Your best New Year resolution is to plan to fail
“Loss aversion grips many organisations. Far too often, new ideas are turned down because they will probably fail, without seriously asking whether the small chance of meaningful success might outweigh an inexpensive failure – even if that failure is highly likely.
Most resolutions are things we decide to do because we’re convinced they will be to our benefit. My aim is to do things that I suspect will fail.”
TIM HARFORD www.timharford.com (5 January, 2013)
Tim Harford is one of the best economists I know. Not because he’s a wonk with planet-sized brain matter; or because he’s in any danger of winning a Nobel Prize. No, Tim is one of the best for an altogether different reason: you can understand him.
His book, The Undercover Economist, ranks in my all-time favourites.

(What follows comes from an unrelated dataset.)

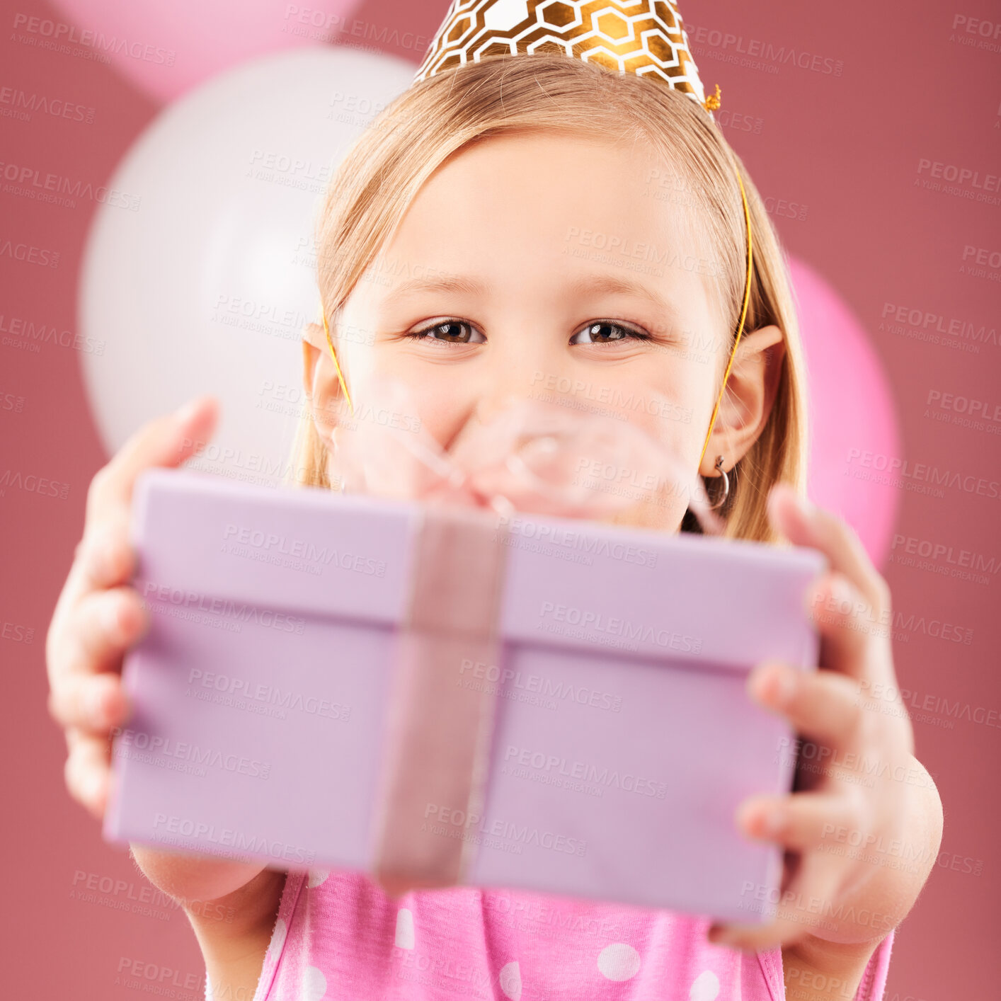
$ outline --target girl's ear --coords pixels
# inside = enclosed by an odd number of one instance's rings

It applied economic thinking to everyday matters, and made the scales fall from my eyes. I began to understand things like pricing, traffic congestion and economic development in altogether different ways.
Tim caught my eye again last week with a blog post. He made possibly the best New Year’s resolution I have seen: that he plans to fail this year.

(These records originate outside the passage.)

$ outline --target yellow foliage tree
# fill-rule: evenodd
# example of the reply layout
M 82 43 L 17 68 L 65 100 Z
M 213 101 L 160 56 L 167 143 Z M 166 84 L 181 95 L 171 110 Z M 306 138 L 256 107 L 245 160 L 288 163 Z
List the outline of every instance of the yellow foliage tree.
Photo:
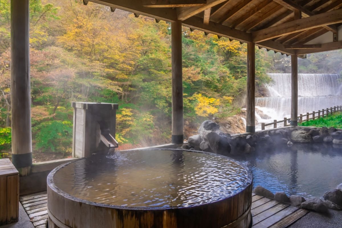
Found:
M 207 117 L 213 115 L 219 111 L 217 106 L 220 105 L 220 99 L 208 97 L 201 93 L 195 93 L 192 98 L 197 102 L 195 107 L 196 114 L 199 116 Z

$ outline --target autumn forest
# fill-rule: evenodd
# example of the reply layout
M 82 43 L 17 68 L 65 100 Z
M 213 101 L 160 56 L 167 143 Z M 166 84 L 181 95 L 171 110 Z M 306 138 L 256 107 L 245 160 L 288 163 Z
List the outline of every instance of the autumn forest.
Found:
M 118 103 L 121 149 L 169 143 L 170 24 L 80 0 L 30 2 L 34 162 L 39 154 L 71 156 L 72 101 Z M 0 0 L 0 158 L 11 147 L 10 11 L 9 0 Z M 239 113 L 246 44 L 185 27 L 183 34 L 185 125 Z M 300 59 L 300 72 L 340 73 L 342 52 L 330 53 Z M 256 55 L 262 95 L 272 83 L 266 73 L 289 72 L 290 61 L 257 48 Z

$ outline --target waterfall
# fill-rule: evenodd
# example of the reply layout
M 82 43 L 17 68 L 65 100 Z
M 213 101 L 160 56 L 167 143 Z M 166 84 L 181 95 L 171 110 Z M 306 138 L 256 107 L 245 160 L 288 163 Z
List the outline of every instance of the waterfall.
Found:
M 255 117 L 261 123 L 290 117 L 291 75 L 269 73 L 268 96 L 255 98 Z M 337 74 L 298 74 L 298 115 L 342 105 L 342 84 Z M 282 125 L 282 124 L 280 124 Z

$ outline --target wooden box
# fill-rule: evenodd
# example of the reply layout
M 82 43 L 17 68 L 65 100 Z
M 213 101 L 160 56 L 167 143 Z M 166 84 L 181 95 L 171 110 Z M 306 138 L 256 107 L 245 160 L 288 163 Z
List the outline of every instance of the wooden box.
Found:
M 19 175 L 8 158 L 0 159 L 0 225 L 18 222 Z

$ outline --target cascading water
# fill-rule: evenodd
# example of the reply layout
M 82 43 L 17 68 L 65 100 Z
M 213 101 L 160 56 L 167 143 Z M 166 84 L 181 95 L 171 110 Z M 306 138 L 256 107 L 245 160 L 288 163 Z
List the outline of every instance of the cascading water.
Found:
M 258 130 L 261 123 L 290 117 L 291 74 L 268 75 L 273 81 L 266 86 L 268 96 L 255 98 Z M 337 74 L 298 74 L 298 116 L 342 104 L 340 78 Z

That’s right, he wants to fail. Tim was discussing the economic concept of ‘loss aversion,’ which he summarized as “disproportionate anxiety about losses. When we pass up excellent opportunities to make larger gains, purely because we are desperate to avoid small losses, that is loss aversion at work.”
Our friendly economist intends to risk more small losses. Therefore, he will do the following: “Write a short story, organise an intellectual salon, hire a personal trainer, learn to program and bake chocolate cake.” The point is this: he expects to fail in most of those ventures. They are just stuff he’ll try out, learn from, cast aside. But he will try them, so that he can learn from them.
None of them will cause him major losses – small amounts of time or money is about all he has to worry about losing. But maybe, just maybe, one of them will pay off big in his life. One of those projects might just lead to enormous personal fulfilment. But he won’t know until he tries. (My money’s on the chocolate cake.)
As the excerpt from Tim’s blog entry shows, this thinking can applied to your organization as well as to your personal life. We mustn’t just begin every year with a plan for the things we intend to succeed in; let’s also have a plan for the things we don’t mind failing in.
As I have written here before, business strategy in turbulent and uncertain times boils down to your willingness to make many little bets. Amazon made dozens of such bets a few years ago; one of them, the Kindle, paid off hugely. The rest were confined to an early grave. But if Amazon had planned for just the Kindle experiment, we might not be talking about it today.
It is very important for CEOs in today’s fast-changing world to accommodate, plan for and accept failure. Many, many failures. A multitude of small failures builds resilience and creates a culture of innovation. As long as the whole organization does not fail with any one failure, failures are good. They don’t kill you, and they leave you stronger. Companies like Amazon, Google and Apple are running on this premise: many little experiments.
And so that is indeed your best resolution for 2013: make plans to fail. As a person, try new stuff out, away from your comfort zone. As a business leader, do the same. Get your company to explore interesting new directions and products. Spend time where you wouldn’t usually. Try new things out. Think like someone else for a change. Hang out with people who make you uncomfortable.
Try it and see. This could become the most important year of your life.